NEW DELHI: With rising financial maturity and emergence of a mass market riding demographic dividend, the Indian economy would soon chart its own course with service-led growth against an export-led China and become the third largest economy after the US and China by 2028. 

India will leave France and the UK behind by 2019 itself, Bank of America-Merrill Lynch said in a note. 

By 2027, the cheapest car could cost just as much as India’s average per capita annual income compared with 2.5 times per capita annual income today and 14.5 times in 2000. India will account for 40 per cent of the next billion consumers, said the report. 

By 2028, almost all farmers are expected to join the middle income group based on $2 per capita daily income on a purchasing power parity (PPP) basis and ownership of two acres of land, and a population almost equal to the size of entire Russia would be living in urban India, said the brokerage. 

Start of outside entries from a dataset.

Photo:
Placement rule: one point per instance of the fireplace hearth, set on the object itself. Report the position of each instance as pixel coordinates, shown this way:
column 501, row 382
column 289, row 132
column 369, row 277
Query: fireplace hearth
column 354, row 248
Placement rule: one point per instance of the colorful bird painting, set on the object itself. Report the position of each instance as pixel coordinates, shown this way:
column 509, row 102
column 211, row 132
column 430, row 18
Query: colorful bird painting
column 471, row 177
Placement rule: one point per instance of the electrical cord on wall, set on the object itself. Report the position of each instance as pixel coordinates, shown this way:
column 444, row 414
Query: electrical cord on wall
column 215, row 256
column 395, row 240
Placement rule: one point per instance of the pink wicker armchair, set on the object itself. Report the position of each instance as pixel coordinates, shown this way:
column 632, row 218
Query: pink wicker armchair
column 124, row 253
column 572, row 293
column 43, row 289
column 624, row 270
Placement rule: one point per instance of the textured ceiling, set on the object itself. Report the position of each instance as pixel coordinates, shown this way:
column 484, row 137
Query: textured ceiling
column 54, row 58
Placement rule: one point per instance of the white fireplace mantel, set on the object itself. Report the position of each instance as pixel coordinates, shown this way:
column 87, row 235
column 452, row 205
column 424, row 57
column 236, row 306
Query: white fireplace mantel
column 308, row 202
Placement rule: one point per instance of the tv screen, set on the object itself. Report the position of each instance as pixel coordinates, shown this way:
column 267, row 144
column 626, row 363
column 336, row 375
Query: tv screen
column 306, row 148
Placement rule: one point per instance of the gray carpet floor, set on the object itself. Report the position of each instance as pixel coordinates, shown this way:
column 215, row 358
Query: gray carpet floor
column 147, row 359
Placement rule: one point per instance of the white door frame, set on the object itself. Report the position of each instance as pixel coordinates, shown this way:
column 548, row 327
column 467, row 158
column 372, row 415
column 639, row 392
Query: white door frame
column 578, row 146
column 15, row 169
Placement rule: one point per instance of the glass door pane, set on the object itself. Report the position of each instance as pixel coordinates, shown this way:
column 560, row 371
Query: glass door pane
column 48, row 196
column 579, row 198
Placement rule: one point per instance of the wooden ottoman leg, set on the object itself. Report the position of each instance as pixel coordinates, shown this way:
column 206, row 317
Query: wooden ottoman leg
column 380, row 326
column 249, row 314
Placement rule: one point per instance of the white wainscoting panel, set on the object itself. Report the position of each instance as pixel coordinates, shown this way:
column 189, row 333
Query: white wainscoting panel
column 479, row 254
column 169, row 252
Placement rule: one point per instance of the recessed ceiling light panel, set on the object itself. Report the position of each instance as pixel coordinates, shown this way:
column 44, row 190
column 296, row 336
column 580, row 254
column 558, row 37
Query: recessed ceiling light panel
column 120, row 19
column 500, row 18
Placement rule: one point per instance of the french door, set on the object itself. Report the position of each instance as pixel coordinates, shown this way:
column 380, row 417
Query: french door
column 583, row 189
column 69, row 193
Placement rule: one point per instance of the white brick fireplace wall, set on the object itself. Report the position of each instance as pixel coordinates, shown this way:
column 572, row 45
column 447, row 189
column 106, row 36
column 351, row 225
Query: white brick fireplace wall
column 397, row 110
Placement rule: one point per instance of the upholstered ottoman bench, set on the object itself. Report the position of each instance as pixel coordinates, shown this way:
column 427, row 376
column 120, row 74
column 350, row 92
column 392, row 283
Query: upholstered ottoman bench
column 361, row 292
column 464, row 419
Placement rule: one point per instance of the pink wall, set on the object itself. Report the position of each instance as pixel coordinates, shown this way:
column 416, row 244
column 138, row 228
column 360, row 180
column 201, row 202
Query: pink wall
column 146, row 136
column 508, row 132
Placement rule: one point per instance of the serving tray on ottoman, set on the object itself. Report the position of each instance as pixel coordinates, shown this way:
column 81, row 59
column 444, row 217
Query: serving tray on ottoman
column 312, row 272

It projected crude oil prices at $68 a barrel by then, while the rupee would not depreciate more than 3 per cent between now and 2028, it said. 

The global financial player expects the Modi regime to intensify reforms during the remaining period of its tenure. 

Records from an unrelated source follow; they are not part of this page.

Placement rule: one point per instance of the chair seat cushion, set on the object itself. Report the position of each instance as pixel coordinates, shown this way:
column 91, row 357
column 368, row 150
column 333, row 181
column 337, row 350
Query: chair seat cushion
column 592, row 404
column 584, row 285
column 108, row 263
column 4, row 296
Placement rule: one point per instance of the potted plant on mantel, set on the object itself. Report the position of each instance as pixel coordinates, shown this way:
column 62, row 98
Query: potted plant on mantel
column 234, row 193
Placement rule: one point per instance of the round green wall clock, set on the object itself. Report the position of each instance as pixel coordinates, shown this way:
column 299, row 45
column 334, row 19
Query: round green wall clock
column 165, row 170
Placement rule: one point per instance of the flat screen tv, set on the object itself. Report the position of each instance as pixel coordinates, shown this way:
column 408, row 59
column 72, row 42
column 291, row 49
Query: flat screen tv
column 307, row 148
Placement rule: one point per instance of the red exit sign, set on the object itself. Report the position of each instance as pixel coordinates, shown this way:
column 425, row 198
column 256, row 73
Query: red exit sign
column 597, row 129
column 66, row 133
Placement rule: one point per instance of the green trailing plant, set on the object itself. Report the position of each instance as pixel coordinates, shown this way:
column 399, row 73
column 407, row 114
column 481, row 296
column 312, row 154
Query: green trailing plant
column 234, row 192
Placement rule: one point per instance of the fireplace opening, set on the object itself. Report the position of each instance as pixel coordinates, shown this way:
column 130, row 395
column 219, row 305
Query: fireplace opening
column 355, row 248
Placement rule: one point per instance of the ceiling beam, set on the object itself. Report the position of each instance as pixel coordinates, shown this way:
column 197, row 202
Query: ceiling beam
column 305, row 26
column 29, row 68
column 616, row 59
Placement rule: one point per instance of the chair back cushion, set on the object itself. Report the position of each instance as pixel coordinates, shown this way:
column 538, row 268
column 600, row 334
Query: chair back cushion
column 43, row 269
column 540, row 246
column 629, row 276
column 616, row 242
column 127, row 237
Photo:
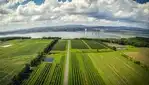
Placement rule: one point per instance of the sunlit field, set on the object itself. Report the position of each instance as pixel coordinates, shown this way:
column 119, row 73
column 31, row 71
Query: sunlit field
column 73, row 62
column 15, row 53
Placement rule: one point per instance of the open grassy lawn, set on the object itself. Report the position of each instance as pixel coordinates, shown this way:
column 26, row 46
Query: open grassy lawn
column 15, row 53
column 94, row 44
column 78, row 44
column 60, row 46
column 142, row 55
column 117, row 70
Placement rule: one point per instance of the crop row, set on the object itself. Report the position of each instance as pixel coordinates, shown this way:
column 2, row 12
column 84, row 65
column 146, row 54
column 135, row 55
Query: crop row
column 78, row 44
column 39, row 75
column 91, row 72
column 57, row 76
column 76, row 75
column 94, row 44
column 60, row 46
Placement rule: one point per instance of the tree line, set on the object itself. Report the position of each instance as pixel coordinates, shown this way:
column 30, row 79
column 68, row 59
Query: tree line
column 13, row 38
column 135, row 41
column 26, row 71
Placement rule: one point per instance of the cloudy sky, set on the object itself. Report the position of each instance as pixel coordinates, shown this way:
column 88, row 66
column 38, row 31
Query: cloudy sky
column 23, row 14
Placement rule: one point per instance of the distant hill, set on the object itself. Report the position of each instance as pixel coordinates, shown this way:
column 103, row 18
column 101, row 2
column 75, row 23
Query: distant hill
column 74, row 28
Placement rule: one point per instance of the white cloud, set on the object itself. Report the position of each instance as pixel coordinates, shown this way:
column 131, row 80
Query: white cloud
column 98, row 11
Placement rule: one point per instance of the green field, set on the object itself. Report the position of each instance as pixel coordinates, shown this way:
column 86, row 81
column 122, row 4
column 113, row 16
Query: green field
column 19, row 52
column 78, row 44
column 48, row 73
column 60, row 46
column 86, row 65
column 117, row 70
column 94, row 44
column 82, row 71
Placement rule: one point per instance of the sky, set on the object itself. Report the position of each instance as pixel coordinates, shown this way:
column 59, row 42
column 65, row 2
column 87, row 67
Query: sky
column 23, row 14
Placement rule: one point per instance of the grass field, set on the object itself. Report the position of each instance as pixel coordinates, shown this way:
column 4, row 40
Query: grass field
column 94, row 44
column 78, row 44
column 117, row 70
column 82, row 71
column 60, row 46
column 15, row 53
column 141, row 55
column 87, row 65
column 48, row 73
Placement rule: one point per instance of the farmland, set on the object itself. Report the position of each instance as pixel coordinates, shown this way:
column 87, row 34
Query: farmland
column 78, row 44
column 48, row 73
column 94, row 44
column 16, row 54
column 75, row 62
column 117, row 70
column 60, row 46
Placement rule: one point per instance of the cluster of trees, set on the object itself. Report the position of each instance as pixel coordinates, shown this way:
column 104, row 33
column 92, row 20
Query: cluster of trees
column 13, row 38
column 51, row 38
column 136, row 41
column 25, row 72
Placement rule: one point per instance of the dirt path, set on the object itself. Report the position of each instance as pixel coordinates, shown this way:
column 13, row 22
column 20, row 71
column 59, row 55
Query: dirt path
column 86, row 44
column 67, row 65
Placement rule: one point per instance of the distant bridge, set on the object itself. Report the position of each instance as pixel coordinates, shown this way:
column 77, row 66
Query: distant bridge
column 64, row 0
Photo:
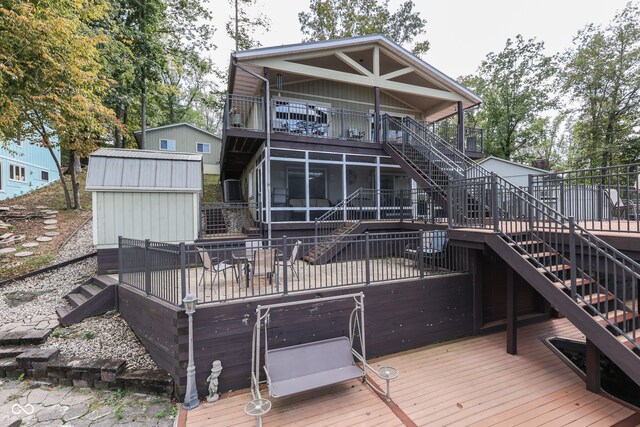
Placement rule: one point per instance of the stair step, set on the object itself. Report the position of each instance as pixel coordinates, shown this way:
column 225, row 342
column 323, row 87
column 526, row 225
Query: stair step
column 76, row 299
column 554, row 268
column 617, row 317
column 89, row 290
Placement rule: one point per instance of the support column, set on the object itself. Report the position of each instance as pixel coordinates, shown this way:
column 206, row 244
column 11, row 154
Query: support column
column 376, row 114
column 593, row 367
column 460, row 127
column 512, row 318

India’s growth will be driven by services, BofA-ML said, adding, India cannot replicate the export-led strategy of Asian tigers that was possible in a different world environment during the Cold War. 

It would be difficult for India to replicate South Korea’s export-driven industrialisation, as its dependence on oil imports implies India cannot depreciate its currency, it said. 

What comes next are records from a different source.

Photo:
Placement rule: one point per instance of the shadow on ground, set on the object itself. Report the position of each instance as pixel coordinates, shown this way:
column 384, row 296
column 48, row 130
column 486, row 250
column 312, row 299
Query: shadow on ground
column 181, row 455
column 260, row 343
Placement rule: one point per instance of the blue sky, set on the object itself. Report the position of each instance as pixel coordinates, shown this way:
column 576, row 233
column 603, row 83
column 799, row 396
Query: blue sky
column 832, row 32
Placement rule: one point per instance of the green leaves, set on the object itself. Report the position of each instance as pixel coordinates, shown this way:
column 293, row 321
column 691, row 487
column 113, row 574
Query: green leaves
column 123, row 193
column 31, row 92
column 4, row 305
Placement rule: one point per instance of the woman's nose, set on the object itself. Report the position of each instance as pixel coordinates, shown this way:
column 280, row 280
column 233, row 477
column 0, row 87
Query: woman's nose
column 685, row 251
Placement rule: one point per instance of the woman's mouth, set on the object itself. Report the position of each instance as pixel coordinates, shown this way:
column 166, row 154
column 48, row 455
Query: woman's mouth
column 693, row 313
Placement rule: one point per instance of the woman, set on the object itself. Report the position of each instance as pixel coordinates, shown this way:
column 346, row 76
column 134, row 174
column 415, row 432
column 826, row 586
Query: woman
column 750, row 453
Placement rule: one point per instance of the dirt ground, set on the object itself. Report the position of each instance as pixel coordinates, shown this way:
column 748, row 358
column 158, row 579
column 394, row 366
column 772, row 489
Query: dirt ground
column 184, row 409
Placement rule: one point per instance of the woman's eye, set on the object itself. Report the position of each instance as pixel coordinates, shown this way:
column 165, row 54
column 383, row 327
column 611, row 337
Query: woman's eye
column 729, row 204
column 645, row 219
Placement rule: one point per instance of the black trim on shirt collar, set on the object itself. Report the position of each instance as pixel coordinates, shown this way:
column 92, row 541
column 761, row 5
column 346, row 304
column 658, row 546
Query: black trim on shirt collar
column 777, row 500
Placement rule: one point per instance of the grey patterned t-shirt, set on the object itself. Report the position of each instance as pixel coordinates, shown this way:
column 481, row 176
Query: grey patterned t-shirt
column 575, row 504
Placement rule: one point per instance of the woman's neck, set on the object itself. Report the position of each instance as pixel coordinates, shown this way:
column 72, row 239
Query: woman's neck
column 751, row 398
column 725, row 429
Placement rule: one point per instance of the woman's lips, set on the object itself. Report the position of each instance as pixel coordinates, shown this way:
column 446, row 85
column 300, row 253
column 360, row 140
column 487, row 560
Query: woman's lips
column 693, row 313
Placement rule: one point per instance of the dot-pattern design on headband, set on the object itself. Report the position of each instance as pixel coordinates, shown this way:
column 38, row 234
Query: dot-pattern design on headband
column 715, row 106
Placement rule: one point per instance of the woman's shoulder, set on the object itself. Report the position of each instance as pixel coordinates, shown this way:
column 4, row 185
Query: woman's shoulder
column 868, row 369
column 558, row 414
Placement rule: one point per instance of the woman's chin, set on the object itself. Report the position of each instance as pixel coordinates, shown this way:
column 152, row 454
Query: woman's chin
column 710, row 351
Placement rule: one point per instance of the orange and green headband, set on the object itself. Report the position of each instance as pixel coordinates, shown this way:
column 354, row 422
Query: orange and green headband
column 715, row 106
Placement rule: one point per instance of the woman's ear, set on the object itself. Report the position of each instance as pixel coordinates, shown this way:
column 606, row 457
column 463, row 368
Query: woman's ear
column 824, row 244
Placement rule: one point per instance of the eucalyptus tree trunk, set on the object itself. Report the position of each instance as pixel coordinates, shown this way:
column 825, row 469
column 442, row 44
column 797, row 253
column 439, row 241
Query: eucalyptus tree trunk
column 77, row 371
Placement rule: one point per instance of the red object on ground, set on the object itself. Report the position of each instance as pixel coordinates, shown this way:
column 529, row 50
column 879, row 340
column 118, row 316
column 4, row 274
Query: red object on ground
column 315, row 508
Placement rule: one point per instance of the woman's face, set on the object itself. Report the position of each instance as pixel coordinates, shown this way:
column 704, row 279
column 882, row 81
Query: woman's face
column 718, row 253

Globally, the services sector has expanded 10 per cent to almost 70 per cent of world GDP in last 20 years. The impact of India’s growth in global markets could be in the form of higher demand for commodities. India’s share in total world demand could rise from 4 per cent in 2007 to 6 per cent in 2022, it said. 

The brokerage noted that India’s financial extension has been backed by introduction of multiple financial products to promote financial efficiency and that unlike in developed markets where financial products evolve in the market, they are mostly introduced by regulators in emerging markets like India. 

“The government is trying to develop a project finance market by promoting development financial institutions and elongating tenure of bank deposits to enable long-term loans and developing a corporate bond market by increasing investment limits for foreign portfolio investors. The equity market has deepened with growth institutional intermediaries like mutual funds and FPIs in equities,” it said. 

The brokerage said the Indian economy may sustain its growth at 7 per cent (conservative estimate) till 2028, compared with 7.2 per cent in 2000-17, with dependency ratio falling to 46.2 per cent from 52.2 per cent now and 71.7 per cent in 1990. 

Rising rate of savings should push up investment rate to 35 per cent of GDP in 2028 from 32.4 per cent at present, it said. 

The government has introduced market makers to promote short-term instruments like CDs, CPs, and liberalised insurance and pension funds to introduce products at the longer end. 

Following the emergence of the F&O segment in equities, the latest focus is to promote derivatives in bonds and forex markets.